Signal transduction mechanisms that regulate the development and structural plasticity of excitatory synapses

Activity and experience-dependent and independent alterations of the strength and structure of individual synapses contribute to the formation of neural circuits during brain development and underlie storage and processing of information in the brain. These functional and structural changes of synapses, collectively referred to as synaptic plasticity, are essential for many aspects of behavior, including learning and memory.

Dendritic spines are tiny protrusions of dendrites and are the sites of most excitatory synapses in the brain. They represent the postsynaptic compartment of excitatory synapses and contain the machinery required for plasticity. Spines control synaptic function by providing chemical compartmentalization, which is important for input-specific plasticity, and confer dendrites the ability to actively participate in synapse formation. Changes in the number, structure, and protein composition of spines in the developing and adult brain have been of great interest recently because they are essential for brain wiring, neural circuit formation and refinement, and experience-dependent plasticity. Moreover, defects of spine plasticity are associated with mental retardation, autism, drug addiction, neurological disorders and mental illness.
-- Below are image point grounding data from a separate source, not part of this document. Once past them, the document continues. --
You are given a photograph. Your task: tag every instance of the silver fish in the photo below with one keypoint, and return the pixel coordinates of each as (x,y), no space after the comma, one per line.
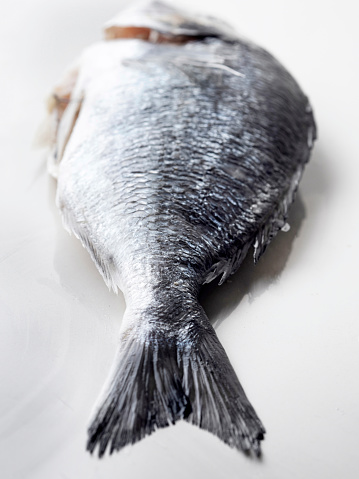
(177,146)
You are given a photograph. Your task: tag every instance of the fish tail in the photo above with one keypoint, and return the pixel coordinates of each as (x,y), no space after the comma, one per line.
(160,377)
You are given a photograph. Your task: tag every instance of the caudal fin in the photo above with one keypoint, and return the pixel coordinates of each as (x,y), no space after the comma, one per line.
(160,378)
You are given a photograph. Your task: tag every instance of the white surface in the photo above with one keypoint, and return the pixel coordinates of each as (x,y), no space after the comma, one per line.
(289,325)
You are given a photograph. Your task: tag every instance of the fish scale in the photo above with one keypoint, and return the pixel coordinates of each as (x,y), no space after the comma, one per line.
(179,157)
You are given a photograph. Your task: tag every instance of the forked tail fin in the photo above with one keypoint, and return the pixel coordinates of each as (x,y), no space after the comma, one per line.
(162,376)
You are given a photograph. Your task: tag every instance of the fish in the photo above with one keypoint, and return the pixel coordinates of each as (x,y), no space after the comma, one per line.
(177,146)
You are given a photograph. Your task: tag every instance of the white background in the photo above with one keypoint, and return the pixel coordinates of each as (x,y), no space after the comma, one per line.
(289,325)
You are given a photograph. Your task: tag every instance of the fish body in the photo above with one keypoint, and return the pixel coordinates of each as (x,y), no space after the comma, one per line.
(173,158)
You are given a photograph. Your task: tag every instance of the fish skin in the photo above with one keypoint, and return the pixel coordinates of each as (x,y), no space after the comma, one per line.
(174,161)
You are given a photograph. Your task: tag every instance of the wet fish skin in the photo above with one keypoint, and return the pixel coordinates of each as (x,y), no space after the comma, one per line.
(177,160)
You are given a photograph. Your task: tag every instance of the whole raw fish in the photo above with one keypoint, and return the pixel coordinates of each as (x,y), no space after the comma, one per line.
(177,146)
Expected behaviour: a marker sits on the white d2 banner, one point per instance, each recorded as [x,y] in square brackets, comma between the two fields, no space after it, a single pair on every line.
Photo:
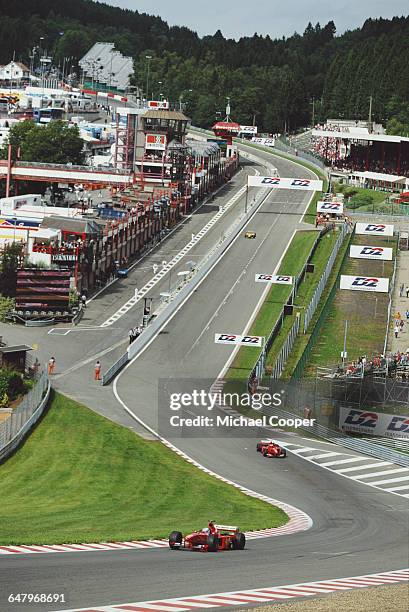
[248,129]
[238,339]
[365,283]
[374,423]
[277,279]
[284,183]
[374,229]
[330,207]
[267,142]
[371,252]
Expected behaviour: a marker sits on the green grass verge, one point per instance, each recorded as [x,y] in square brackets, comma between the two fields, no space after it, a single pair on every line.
[303,339]
[304,296]
[81,478]
[366,314]
[292,264]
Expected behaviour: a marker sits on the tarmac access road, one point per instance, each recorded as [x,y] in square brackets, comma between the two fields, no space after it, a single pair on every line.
[349,535]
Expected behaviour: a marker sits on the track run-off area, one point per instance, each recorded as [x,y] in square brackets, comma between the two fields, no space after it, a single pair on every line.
[353,535]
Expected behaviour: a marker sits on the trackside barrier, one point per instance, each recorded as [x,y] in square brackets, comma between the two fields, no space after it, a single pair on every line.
[258,369]
[355,444]
[282,357]
[22,418]
[183,293]
[298,372]
[391,288]
[311,308]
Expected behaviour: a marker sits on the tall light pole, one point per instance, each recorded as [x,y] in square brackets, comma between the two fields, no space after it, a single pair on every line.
[148,57]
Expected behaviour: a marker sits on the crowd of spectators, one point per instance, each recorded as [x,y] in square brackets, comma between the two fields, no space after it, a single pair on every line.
[353,157]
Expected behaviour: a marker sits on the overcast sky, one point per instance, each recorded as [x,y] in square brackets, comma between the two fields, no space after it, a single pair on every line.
[237,18]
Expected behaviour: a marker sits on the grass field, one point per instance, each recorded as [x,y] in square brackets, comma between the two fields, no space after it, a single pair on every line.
[81,478]
[304,295]
[292,264]
[365,312]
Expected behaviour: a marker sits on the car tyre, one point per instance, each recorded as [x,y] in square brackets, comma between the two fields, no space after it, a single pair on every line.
[239,541]
[175,540]
[212,542]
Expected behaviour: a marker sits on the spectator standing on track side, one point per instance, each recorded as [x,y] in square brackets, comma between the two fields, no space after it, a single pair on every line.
[51,365]
[97,372]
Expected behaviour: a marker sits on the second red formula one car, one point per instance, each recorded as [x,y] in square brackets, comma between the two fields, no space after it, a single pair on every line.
[269,448]
[210,539]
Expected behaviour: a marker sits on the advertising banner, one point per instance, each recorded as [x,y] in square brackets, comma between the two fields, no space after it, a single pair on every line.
[365,283]
[374,423]
[374,229]
[278,279]
[158,104]
[237,339]
[371,252]
[267,142]
[330,207]
[285,183]
[248,129]
[156,142]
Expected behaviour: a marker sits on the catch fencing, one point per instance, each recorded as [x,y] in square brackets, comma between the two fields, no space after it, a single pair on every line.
[286,349]
[312,307]
[24,416]
[355,444]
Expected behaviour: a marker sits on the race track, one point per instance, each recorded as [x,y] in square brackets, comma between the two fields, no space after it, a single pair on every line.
[356,529]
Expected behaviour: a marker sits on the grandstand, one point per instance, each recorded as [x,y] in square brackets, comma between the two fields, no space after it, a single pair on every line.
[365,154]
[105,66]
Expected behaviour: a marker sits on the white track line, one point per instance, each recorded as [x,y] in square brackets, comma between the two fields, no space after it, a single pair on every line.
[252,596]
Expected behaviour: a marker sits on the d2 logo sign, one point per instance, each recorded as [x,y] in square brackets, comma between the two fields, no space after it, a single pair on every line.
[301,183]
[250,340]
[284,279]
[364,419]
[399,424]
[376,251]
[330,206]
[363,281]
[227,338]
[270,180]
[375,228]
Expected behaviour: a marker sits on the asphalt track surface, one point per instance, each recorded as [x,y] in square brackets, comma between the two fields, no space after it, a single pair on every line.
[356,530]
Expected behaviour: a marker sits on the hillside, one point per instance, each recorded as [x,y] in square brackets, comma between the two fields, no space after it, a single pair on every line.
[273,80]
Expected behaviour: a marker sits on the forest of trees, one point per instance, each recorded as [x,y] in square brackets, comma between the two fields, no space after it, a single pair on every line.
[273,81]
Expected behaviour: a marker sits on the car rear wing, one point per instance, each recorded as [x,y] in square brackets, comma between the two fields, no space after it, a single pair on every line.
[228,528]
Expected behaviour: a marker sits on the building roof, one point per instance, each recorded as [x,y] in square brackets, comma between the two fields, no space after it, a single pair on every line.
[79,226]
[354,135]
[22,66]
[105,65]
[164,114]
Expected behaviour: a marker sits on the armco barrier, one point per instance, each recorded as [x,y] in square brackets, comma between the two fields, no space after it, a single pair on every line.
[22,419]
[258,369]
[312,306]
[355,444]
[150,332]
[285,351]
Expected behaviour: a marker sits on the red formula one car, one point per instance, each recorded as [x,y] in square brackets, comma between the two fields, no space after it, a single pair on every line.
[269,448]
[210,539]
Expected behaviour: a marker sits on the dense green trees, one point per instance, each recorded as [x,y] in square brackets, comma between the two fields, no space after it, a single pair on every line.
[275,80]
[56,142]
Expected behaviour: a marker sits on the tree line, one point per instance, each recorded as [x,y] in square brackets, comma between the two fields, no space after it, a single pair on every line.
[278,83]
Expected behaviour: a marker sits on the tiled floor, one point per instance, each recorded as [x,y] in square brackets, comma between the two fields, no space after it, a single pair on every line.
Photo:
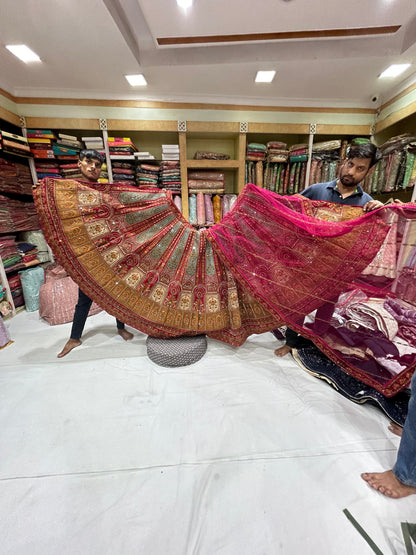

Our laboratory is interested in the molecular mechanisms that regulate the development and structural plasticity of excitatory synapses. We focus on signal transduction mechanisms which link synaptic receptors, such as those for neurotransmitters (glutamate, serotonin, dopamine), trans-synaptic signaling and adhesion molecules (ephrins and their Eph receptors, cadherins), and growth factors, to the actin cytoskeleton. Central regulators of these pathways are small GTPases related to Ras (Ras, Rap, Rac, Rho).

Some of these signaling mechanisms are important in synapse formation and maturation. One such signaling pathway we discovered starts with the activation of postsynaptic EphB receptors by their presynaptic ligands, B-type ephrins. EphB activation induces phosphorylation and plasma membrane recruitment of the brain-specific Rac guanine-nucleotide exchange factor kalirin. Kalirin activates Rac, which in turn activates PAK kinase, and ultimately regulates actin cytoskeletal rearrangements that result in spine proliferation and maturation.

Activity-dependent structural changes in synapse are important for circuit refinement during development and in structural encoding of information. We recently discovered a signal transduction pathway that regulates activity-dependent structural changes in spines and coordinates them with glutamate receptor content and potentially with synapse function. This signaling cascade is initiated by the activation of synaptic NMDA-type glutamate receptors which results in the activation of the small GTPase Rap. Rap acts as a bimodal molecular switch that coordinates synaptic structure and function: activated Rap induces spine neck elongation and a reduction of AMPA-type glutamate receptors in these spines; inactivation of Rap results in the formation of large spines rich in AMPA receptors. The effects of activated Rap on spine structure are mediated by the recruitment of the PDZ domain-containing protein AF-6/afadin to the plasma membrane.

Our long-term goal is to discover novel synaptic signaling mechanisms, and to evaluate their role in controlling neuronal form and function, neural circuit formation and function, and behavior and cognition. Such mechanisms are also likely to be associated with drug addiction, neuropsychiatric disorders (schizophrenia, depression, Alzheimer’s disease, eplilepsy, HIV encephalitis) and neurodevelopmental disorders (mental retardation, autism, Rett syndrome, Down syndrome), and could yield potential targets for treatments of these conditions.

We employ molecular, biochemical and cell biological methods, confocal microscopy and time-lapse imaging of neurons, and genetic approaches to identify and characterize novel molecular mechanisms of synapse development and structural plasticity.